Reputation: 3220
I have to deal with a large result set (could be hundreds thousands of rows, sometimes more).
They unfortunately need to be retrieved all at once (on start up).
I'm trying to do that by using as less memory as possible.
By looking on SO I've found that using SSCursor
might be what I'm looking for, but I still don't really know how to exactly use them.
Is doing a fetchall()
from a base cursor or a SScursor the same (in term of memory usage)?

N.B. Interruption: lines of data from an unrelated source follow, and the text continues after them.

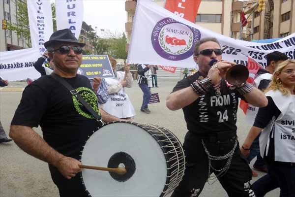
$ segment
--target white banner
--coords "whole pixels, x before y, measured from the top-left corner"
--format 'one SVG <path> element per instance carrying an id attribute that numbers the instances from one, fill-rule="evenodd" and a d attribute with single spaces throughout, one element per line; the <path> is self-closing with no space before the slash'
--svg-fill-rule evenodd
<path id="1" fill-rule="evenodd" d="M 25 49 L 0 53 L 0 75 L 9 81 L 35 79 L 41 75 L 33 65 L 40 57 L 38 49 Z"/>
<path id="2" fill-rule="evenodd" d="M 27 3 L 32 48 L 43 54 L 44 42 L 53 33 L 51 4 L 48 0 L 28 0 Z"/>
<path id="3" fill-rule="evenodd" d="M 295 59 L 295 33 L 270 43 L 237 40 L 220 34 L 180 17 L 150 1 L 139 0 L 136 10 L 127 62 L 195 68 L 195 43 L 216 38 L 222 59 L 247 65 L 248 56 L 264 66 L 265 56 L 274 51 Z"/>
<path id="4" fill-rule="evenodd" d="M 79 39 L 83 22 L 83 0 L 56 0 L 58 30 L 69 29 Z"/>

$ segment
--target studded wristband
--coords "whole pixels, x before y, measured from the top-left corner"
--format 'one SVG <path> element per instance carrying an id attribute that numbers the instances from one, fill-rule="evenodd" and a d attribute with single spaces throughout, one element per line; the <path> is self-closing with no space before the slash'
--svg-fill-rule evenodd
<path id="1" fill-rule="evenodd" d="M 241 87 L 236 87 L 236 90 L 241 96 L 243 96 L 251 92 L 253 89 L 254 86 L 252 84 L 246 82 Z"/>
<path id="2" fill-rule="evenodd" d="M 199 95 L 204 95 L 207 94 L 208 92 L 208 88 L 212 86 L 212 82 L 209 78 L 197 80 L 191 84 L 193 89 Z"/>

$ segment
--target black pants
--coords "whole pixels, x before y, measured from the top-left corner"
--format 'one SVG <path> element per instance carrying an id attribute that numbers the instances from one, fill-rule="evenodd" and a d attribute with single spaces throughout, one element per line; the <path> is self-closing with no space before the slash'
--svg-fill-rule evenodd
<path id="1" fill-rule="evenodd" d="M 295 165 L 270 164 L 268 173 L 253 183 L 257 197 L 279 187 L 280 197 L 295 197 Z"/>
<path id="2" fill-rule="evenodd" d="M 82 184 L 81 172 L 70 179 L 65 178 L 57 168 L 49 165 L 51 178 L 59 188 L 60 197 L 87 197 L 88 192 Z"/>
<path id="3" fill-rule="evenodd" d="M 186 168 L 182 181 L 171 197 L 198 197 L 203 190 L 208 178 L 208 157 L 202 144 L 202 138 L 211 155 L 223 156 L 233 148 L 236 137 L 235 132 L 219 133 L 210 137 L 200 137 L 188 132 L 183 144 Z M 212 164 L 214 168 L 219 169 L 226 161 L 212 161 Z M 211 172 L 218 173 L 213 169 Z M 250 184 L 251 177 L 251 169 L 246 158 L 240 153 L 238 143 L 229 169 L 218 180 L 229 197 L 254 197 Z"/>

Can I 'stream' from the sscursor my rows one by one (or a few by a few), and if yes, what is the most efficient way to do so?
Upvotes: 37
Views: 20813
Reputation: 12461
Alternatively, you can use SSCursor
outside the connection object (it is pretty important when you already define connection and dont want all the connection use SSCursor
as a cursorclass).
import MySQLdb
from MySQLdb.cursors import SSCursor # or you can use SSDictCursor
connection = MySQLdb.connect(
host=host, port=port, user=username, passwd=password, db=database)
cursor = SSCursor(connection)
cursor.execute(query)
for row in cursor:
print(row)
Upvotes: 4
Reputation: 28268
Definitely use the SSCursor when fetching big result sets. It made a huge difference for me when I had a similar problem. You can use it like this:
import MySQLdb
import MySQLdb.cursors
connection = MySQLdb.connect(
host=host, port=port, user=username, passwd=password, db=database,
cursorclass=MySQLdb.cursors.SSCursor) # put the cursorclass here
cursor = connection.cursor()
Now you can execute your query with cursor.execute()
and use the cursor as an iterator.
Edit: removed unnecessary homegrown iterator, thanks Denis!
Upvotes: 16
Reputation: 879371
I am in agreement with Otto Allmendinger's answer, but to make explicit Denis Otkidach's comment, here is how you can iterate over the results without using Otto's fetch() function:
import MySQLdb.cursors
connection=MySQLdb.connect(
host="thehost",user="theuser",
passwd="thepassword",db="thedb",
cursorclass = MySQLdb.cursors.SSCursor)
cursor=connection.cursor()
cursor.execute(query)
for row in cursor:
print(row)
Upvotes: 39